Description:
when more values in an in list than eq_range_index_dive_limit, the query execution plan seems ignore index unconditionally.
which will cause performance problem.
How to repeat:
CREATE TABLE `large` (
`id` bigint unsigned NOT NULL,
`data` varchar(100) COLLATE utf8mb4_general_ci DEFAULT NULL,
KEY `id` (`id`)
) ENGINE=InnoDB DEFAULT CHARSET=utf8mb4 COLLATE=utf8mb4_general_ci;
insert into large values (1,rand()),(2,rand()),(3,rand()),(4,rand()),(5,rand()),(6,rand()),(7,rand()),(8,rand()),(9,rand()),(10,rand());
insert into large select 100,rand() from large; -- repeat 10 times to create some data in table.
analyze table large;
set session eq_range_index_dive_limit=200;
explain select sum(data) from large where id in (1,2,3,4,5,6,7,8,9,10) and id between 1 and 10;
the result is :
+----+-------------+-------+------------+-------+---------------+------+---------+------+------+----------+-----------------------+
| id | select_type | table | partitions | type | possible_keys | key | key_len | ref | rows | filtered | Extra |
+----+-------------+-------+------------+-------+---------------+------+---------+------+------+----------+-----------------------+
| 1 | SIMPLE | large | NULL | range | id | id | 8 | NULL | 10 | 100.00 | Using index condition |
+----+-------------+-------+------------+-------+---------------+------+---------+------+------+----------+-----------------------+
which is fine.
set session eq_range_index_dive_limit=5; -- make it less than the numbers in the in list
explain select sum(data) from large where id in (1,2,3,4,5,6,7,8,9,10) and id between 1 and 10;
the result is :
+----+-------------+-------+------------+------+---------------+------+---------+------+------+----------+-------------+
| id | select_type | table | partitions | type | possible_keys | key | key_len | ref | rows | filtered | Extra |
+----+-------------+-------+------------+------+---------------+------+---------+------+------+----------+-------------+
| 1 | SIMPLE | large | NULL | ALL | id | NULL | NULL | NULL | 9853 | 83.32 | Using where |
+----+-------------+-------+------------+------+---------------+------+---------+------+------+----------+-------------+
which shows a full table scan.
test it:
set session long_query_time=0;
select sum(data) from large where id in (1,2,3,4,5,6,7,8,9,10) and id between 1 and 10;
slowlog confirms that sql scans a lot rows:
# Time: 2024-04-29T17:43:21.446726+08:00
# User@Host: root[root] @ localhost [] Id: 11
# Query_time: 0.004150 Lock_time: 0.000002 Rows_sent: 1 Rows_examined: 10242
SET timestamp=1714383801;
select sum(data) from large where id in (1,2,3,4,5,6,7,8,9,10) and id between 1 and 10;
without in list, the sql will use the "between and" as an index condition to filter data.

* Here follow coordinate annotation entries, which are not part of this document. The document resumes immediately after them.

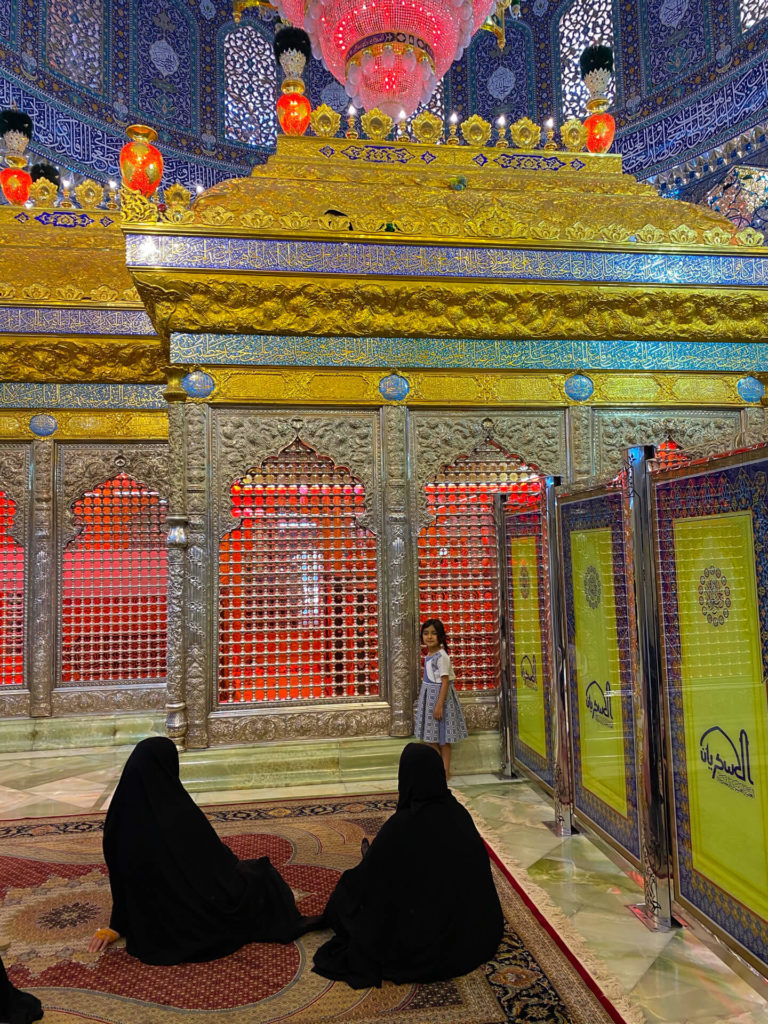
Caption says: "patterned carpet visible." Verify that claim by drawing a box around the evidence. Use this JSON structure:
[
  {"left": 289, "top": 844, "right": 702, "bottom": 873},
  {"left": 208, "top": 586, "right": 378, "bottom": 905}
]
[{"left": 0, "top": 796, "right": 623, "bottom": 1024}]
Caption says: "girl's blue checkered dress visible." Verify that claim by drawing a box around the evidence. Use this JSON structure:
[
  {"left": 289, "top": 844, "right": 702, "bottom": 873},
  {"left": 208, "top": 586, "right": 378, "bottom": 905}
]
[{"left": 414, "top": 650, "right": 467, "bottom": 746}]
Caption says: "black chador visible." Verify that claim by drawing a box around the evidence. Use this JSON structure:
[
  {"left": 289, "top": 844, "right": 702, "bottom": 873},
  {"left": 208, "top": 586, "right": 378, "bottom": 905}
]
[
  {"left": 314, "top": 743, "right": 504, "bottom": 988},
  {"left": 103, "top": 736, "right": 305, "bottom": 964}
]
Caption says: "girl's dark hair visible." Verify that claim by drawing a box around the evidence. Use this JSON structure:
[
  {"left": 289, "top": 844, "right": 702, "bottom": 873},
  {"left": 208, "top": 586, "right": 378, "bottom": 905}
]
[{"left": 419, "top": 618, "right": 447, "bottom": 653}]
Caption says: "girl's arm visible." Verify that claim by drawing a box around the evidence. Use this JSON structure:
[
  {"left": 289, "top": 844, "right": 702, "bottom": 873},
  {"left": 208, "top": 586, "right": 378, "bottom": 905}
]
[
  {"left": 88, "top": 928, "right": 120, "bottom": 953},
  {"left": 432, "top": 676, "right": 451, "bottom": 722}
]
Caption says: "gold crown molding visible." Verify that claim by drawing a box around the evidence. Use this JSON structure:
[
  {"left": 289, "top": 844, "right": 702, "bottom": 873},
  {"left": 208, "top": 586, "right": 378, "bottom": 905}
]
[
  {"left": 0, "top": 206, "right": 140, "bottom": 308},
  {"left": 0, "top": 409, "right": 168, "bottom": 441},
  {"left": 134, "top": 270, "right": 768, "bottom": 342},
  {"left": 0, "top": 334, "right": 168, "bottom": 384},
  {"left": 123, "top": 136, "right": 764, "bottom": 255},
  {"left": 205, "top": 367, "right": 744, "bottom": 408}
]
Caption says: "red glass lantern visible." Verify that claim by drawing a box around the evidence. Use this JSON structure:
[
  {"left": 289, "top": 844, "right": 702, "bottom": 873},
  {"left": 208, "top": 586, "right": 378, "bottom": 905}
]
[
  {"left": 278, "top": 92, "right": 312, "bottom": 135},
  {"left": 0, "top": 158, "right": 32, "bottom": 206},
  {"left": 584, "top": 111, "right": 616, "bottom": 153},
  {"left": 120, "top": 125, "right": 163, "bottom": 197}
]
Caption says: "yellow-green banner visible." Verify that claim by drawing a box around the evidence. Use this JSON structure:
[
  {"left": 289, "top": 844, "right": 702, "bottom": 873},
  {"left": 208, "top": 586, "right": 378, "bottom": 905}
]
[
  {"left": 674, "top": 511, "right": 768, "bottom": 919},
  {"left": 570, "top": 526, "right": 628, "bottom": 817},
  {"left": 509, "top": 537, "right": 547, "bottom": 760}
]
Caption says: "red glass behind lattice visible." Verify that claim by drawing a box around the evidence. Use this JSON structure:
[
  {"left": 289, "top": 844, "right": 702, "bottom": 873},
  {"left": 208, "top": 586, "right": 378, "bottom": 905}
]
[
  {"left": 0, "top": 490, "right": 25, "bottom": 686},
  {"left": 419, "top": 440, "right": 542, "bottom": 690},
  {"left": 219, "top": 439, "right": 379, "bottom": 703},
  {"left": 651, "top": 438, "right": 691, "bottom": 473},
  {"left": 61, "top": 473, "right": 168, "bottom": 686}
]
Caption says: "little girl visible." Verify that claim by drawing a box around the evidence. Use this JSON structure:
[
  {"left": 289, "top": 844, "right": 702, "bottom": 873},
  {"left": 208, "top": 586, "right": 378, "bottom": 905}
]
[{"left": 414, "top": 618, "right": 467, "bottom": 778}]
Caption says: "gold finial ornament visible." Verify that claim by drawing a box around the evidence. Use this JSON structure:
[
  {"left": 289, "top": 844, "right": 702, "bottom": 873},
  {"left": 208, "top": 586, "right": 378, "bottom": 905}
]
[
  {"left": 75, "top": 178, "right": 104, "bottom": 210},
  {"left": 510, "top": 118, "right": 542, "bottom": 150},
  {"left": 163, "top": 181, "right": 193, "bottom": 223},
  {"left": 445, "top": 111, "right": 459, "bottom": 145},
  {"left": 411, "top": 111, "right": 443, "bottom": 145},
  {"left": 58, "top": 178, "right": 75, "bottom": 210},
  {"left": 560, "top": 118, "right": 587, "bottom": 153},
  {"left": 544, "top": 118, "right": 557, "bottom": 151},
  {"left": 360, "top": 106, "right": 394, "bottom": 142},
  {"left": 344, "top": 106, "right": 360, "bottom": 138},
  {"left": 496, "top": 114, "right": 509, "bottom": 150},
  {"left": 309, "top": 103, "right": 341, "bottom": 138},
  {"left": 461, "top": 114, "right": 490, "bottom": 145},
  {"left": 30, "top": 178, "right": 58, "bottom": 210}
]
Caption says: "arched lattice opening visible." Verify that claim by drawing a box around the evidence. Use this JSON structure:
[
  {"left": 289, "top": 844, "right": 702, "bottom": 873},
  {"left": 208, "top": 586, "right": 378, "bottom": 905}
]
[
  {"left": 218, "top": 438, "right": 379, "bottom": 703},
  {"left": 650, "top": 437, "right": 692, "bottom": 473},
  {"left": 45, "top": 0, "right": 104, "bottom": 92},
  {"left": 220, "top": 20, "right": 278, "bottom": 147},
  {"left": 558, "top": 0, "right": 615, "bottom": 120},
  {"left": 419, "top": 438, "right": 542, "bottom": 690},
  {"left": 61, "top": 473, "right": 168, "bottom": 686},
  {"left": 0, "top": 490, "right": 25, "bottom": 687},
  {"left": 738, "top": 0, "right": 768, "bottom": 32}
]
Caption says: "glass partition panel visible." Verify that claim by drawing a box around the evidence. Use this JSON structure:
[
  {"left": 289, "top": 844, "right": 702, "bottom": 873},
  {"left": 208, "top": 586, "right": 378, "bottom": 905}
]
[
  {"left": 559, "top": 489, "right": 640, "bottom": 864},
  {"left": 503, "top": 496, "right": 554, "bottom": 788},
  {"left": 654, "top": 452, "right": 768, "bottom": 970}
]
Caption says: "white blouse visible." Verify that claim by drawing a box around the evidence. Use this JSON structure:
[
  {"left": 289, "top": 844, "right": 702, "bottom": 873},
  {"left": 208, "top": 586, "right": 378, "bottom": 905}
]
[{"left": 427, "top": 648, "right": 456, "bottom": 683}]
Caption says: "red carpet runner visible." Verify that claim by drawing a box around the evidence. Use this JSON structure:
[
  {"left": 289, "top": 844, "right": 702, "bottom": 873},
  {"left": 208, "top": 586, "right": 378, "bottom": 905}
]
[{"left": 0, "top": 796, "right": 623, "bottom": 1024}]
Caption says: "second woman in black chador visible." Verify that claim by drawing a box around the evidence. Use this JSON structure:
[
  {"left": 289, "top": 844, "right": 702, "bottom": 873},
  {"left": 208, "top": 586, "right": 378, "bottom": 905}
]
[{"left": 314, "top": 743, "right": 504, "bottom": 988}]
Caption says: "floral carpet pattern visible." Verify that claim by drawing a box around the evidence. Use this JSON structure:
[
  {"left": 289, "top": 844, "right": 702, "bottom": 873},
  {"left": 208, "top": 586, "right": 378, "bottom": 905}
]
[{"left": 0, "top": 796, "right": 622, "bottom": 1024}]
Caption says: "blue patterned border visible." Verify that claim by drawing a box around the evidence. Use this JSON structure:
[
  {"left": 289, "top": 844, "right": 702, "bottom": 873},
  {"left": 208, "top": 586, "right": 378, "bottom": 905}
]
[
  {"left": 132, "top": 234, "right": 768, "bottom": 288},
  {"left": 560, "top": 490, "right": 640, "bottom": 862},
  {"left": 504, "top": 512, "right": 555, "bottom": 787},
  {"left": 655, "top": 458, "right": 768, "bottom": 964},
  {"left": 171, "top": 332, "right": 768, "bottom": 374},
  {"left": 0, "top": 306, "right": 155, "bottom": 336},
  {"left": 0, "top": 384, "right": 168, "bottom": 409}
]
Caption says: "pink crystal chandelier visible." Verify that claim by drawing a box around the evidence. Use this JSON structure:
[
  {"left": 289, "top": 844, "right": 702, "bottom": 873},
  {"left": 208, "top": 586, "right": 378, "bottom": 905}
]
[{"left": 274, "top": 0, "right": 497, "bottom": 119}]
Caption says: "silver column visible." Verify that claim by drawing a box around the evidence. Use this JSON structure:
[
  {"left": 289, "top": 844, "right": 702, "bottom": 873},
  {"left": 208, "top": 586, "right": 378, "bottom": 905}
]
[
  {"left": 28, "top": 440, "right": 58, "bottom": 718},
  {"left": 627, "top": 445, "right": 672, "bottom": 931},
  {"left": 494, "top": 494, "right": 515, "bottom": 778},
  {"left": 544, "top": 476, "right": 573, "bottom": 836}
]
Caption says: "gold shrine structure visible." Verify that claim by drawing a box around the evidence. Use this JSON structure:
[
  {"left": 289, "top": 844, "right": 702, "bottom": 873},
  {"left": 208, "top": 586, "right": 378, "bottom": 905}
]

+----+-------------+-------+------------+-------+---------------+------+---------+------+------+----------+-----------------------+
| id | select_type | table | partitions | type | possible_keys | key | key_len | ref | rows | filtered | Extra |
+----+-------------+-------+------------+-------+---------------+------+---------+------+------+----------+-----------------------+
| 1 | SIMPLE | large | NULL | range | id | id | 8 | NULL | 10 | 100.00 | Using index condition |
+----+-------------+-------+------------+-------+---------------+------+---------+------+------+----------+-----------------------+
# Time: 2024-04-29T17:47:10.633367+08:00
# User@Host: root[root] @ localhost [] Id: 11
# Query_time: 0.000265 Lock_time: 0.000003 Rows_sent: 1 Rows_examined: 10
SET timestamp=1714384030;
select sum(data) from large where id between 1 and 10;
Suggested fix:
when eq_range_index_dive_limit exceeded, there is an chance that other conditions can take effect, index should not ignored unconditionally.